Linda Threadgill is an American artist whose primary emphasis is metalsmithing. Her metal work is inspired by forms of nature and the interpretations she gleans from the intricate patterns it presents. She explores the foundation of nature to allude to nature and transform it into re-imagined, stylized plants forms.
Jan Yager is an American artist who makes mixed media jewelry. She draws inspiration from both the natural world and the lived-in human environment of her neighborhood in Philadelphia, Pennsylvania, emphasizing that art is a reflection of both time and place. She has incorporated rocks, bullet casings, and crack cocaine vials into her works, and finds beauty in the resilience of urban plants that some would consider weeds.
Susan Aaron-Taylor is an American artist who creates mixed-media sculptures. For forty years she was a professor at the Crafts Department of the College for Creative Studies, Detroit, Michigan. Her work is abstract and surreal, stemming from alchemy and focusing on story-telling with dream-like qualities.
Hiroko Sato-Pijanowski is a Japanese jewelry designer, artist, author and educator. Sato-Pijanowski is credited with introducing Japanese materials and techniques to American metal working. She is based in Yokohama in Kantō, Japan.

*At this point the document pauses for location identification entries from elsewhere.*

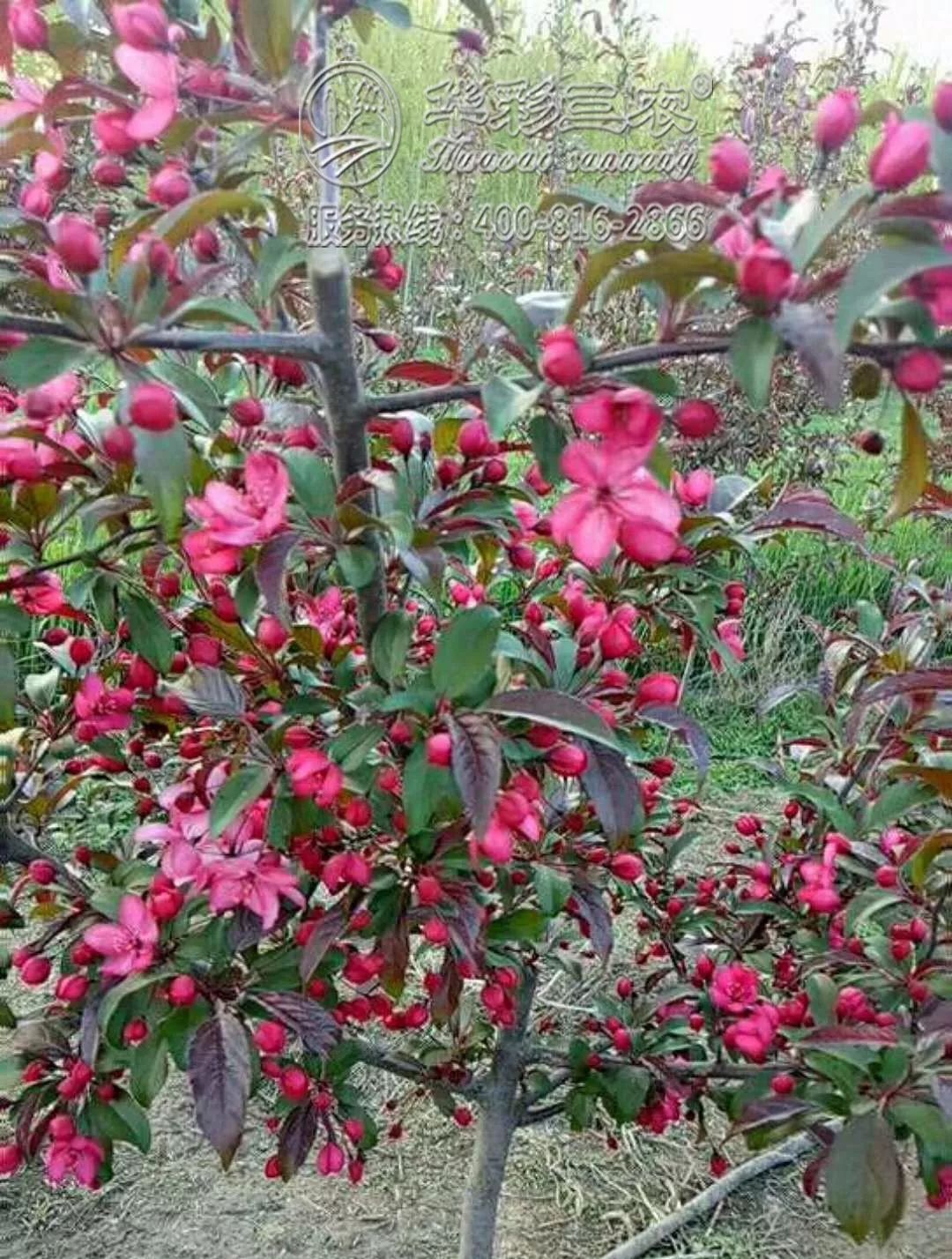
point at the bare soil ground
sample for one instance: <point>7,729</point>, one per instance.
<point>567,1197</point>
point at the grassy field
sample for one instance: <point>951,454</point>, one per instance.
<point>566,1196</point>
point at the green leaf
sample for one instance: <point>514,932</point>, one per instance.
<point>120,1120</point>
<point>895,802</point>
<point>555,709</point>
<point>505,310</point>
<point>828,802</point>
<point>552,888</point>
<point>164,462</point>
<point>41,358</point>
<point>522,924</point>
<point>754,347</point>
<point>313,481</point>
<point>125,987</point>
<point>505,403</point>
<point>822,994</point>
<point>864,1180</point>
<point>235,794</point>
<point>149,632</point>
<point>465,650</point>
<point>270,33</point>
<point>599,266</point>
<point>868,905</point>
<point>13,620</point>
<point>217,310</point>
<point>676,271</point>
<point>548,443</point>
<point>276,257</point>
<point>149,1069</point>
<point>875,273</point>
<point>482,14</point>
<point>913,473</point>
<point>425,787</point>
<point>358,564</point>
<point>390,644</point>
<point>819,231</point>
<point>390,11</point>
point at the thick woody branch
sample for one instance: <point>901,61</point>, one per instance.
<point>634,356</point>
<point>286,345</point>
<point>343,398</point>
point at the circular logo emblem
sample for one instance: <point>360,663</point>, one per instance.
<point>350,125</point>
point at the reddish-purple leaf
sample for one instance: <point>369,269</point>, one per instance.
<point>446,997</point>
<point>693,734</point>
<point>296,1137</point>
<point>808,509</point>
<point>614,790</point>
<point>219,1073</point>
<point>593,912</point>
<point>478,765</point>
<point>864,1179</point>
<point>770,1114</point>
<point>916,682</point>
<point>422,371</point>
<point>553,708</point>
<point>325,933</point>
<point>316,1027</point>
<point>394,948</point>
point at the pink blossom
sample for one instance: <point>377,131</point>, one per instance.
<point>736,242</point>
<point>28,99</point>
<point>695,488</point>
<point>257,884</point>
<point>41,596</point>
<point>626,417</point>
<point>729,633</point>
<point>77,1158</point>
<point>102,711</point>
<point>902,155</point>
<point>734,987</point>
<point>129,946</point>
<point>314,774</point>
<point>611,494</point>
<point>234,519</point>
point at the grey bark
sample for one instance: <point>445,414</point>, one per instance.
<point>499,1118</point>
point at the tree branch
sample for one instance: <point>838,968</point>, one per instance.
<point>286,345</point>
<point>331,287</point>
<point>699,1206</point>
<point>634,356</point>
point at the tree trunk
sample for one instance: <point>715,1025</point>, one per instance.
<point>499,1120</point>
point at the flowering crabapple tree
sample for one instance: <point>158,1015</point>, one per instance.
<point>385,677</point>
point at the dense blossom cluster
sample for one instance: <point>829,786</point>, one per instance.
<point>398,738</point>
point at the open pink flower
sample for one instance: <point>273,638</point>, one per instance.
<point>129,944</point>
<point>625,417</point>
<point>156,76</point>
<point>28,99</point>
<point>734,988</point>
<point>234,519</point>
<point>256,884</point>
<point>314,773</point>
<point>100,709</point>
<point>77,1158</point>
<point>611,494</point>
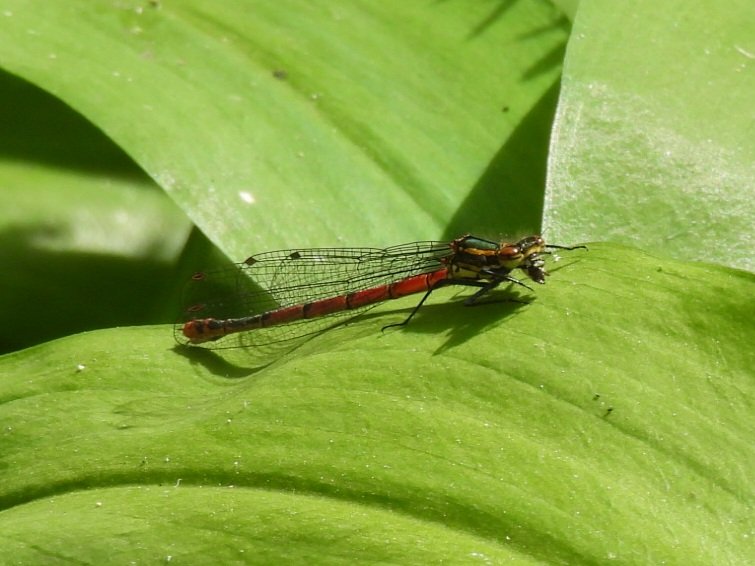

Edgar Mosa is a Portuguese-born American jeweler and visual artist. Mosa's work has been featured internationally at the Racine Art Museum, Racine, Wisconsin, Center for Art in Wood, Philadelphia, Pennsylvania, and The Stedelijk Museum, Amsterdam, Netherlands. In 2022, Mosa and his partner Joe McShea, installed Flags, Paris 2022, a site-specific installation for Loewe's Fall/Winter 2022 collection.